Crypto Bailouts Risk Becoming Cost of Doing Business for VCs

Hacks and scams have long been part of the fabric of doing business in crypto. Is it time for the sector’s venture capitalist backers to start assuming they should expect to cover the losses?

High-profile attacks on the crypto “bridges” that support key activities, like transferring tokens from one blockchain to another or playing the popular game Axie Infinity, have siphoned off more than $1 billion to date. When customers need repaying, recent incidents have shown those platforms’ operators are turning to their wealthy investors for aid — a trend that perhaps signals a new chapter in tech dealmaking.

Sky Mavis, the developer of Axie Infinity, closed a $150 million funding round from the likes of Binance, Andreessen Horowitz and Paradigm on Wednesday — funds it said would go directly to reimbursing customers after the platform lost around $600 million in a hack affecting its Ronin bridge. Two months earlier, Jump Trading Group fully reimbursed more than $300 million in Ether that was stolen from Wormhole, a bridge platform in which it had invested previously.

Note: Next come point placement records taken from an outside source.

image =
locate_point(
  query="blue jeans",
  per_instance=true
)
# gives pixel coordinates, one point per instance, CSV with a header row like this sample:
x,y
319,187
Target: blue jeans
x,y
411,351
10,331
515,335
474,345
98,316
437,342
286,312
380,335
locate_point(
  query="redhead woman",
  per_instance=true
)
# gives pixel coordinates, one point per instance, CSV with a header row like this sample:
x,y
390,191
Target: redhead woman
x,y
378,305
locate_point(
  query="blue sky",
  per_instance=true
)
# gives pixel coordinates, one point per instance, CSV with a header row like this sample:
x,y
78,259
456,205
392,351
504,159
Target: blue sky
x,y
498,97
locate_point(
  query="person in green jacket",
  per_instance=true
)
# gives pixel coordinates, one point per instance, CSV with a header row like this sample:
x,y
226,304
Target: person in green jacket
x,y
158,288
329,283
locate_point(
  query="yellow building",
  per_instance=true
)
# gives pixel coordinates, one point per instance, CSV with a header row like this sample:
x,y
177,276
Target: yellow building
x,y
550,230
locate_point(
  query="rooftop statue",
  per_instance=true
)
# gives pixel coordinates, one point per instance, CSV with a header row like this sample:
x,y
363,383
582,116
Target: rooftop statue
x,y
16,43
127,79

VCs use term sheets to lay out the various parts of a deal they will sign with portfolio companies, from how many board seats they’re after, to how long it will be before they can cash out their stakes. But when it comes to crypto, with attacks so prevalent, it may be necessary for Silicon Valley to also think about setting aside contingency funding to bail out victims of hacks as a core part of the agreement.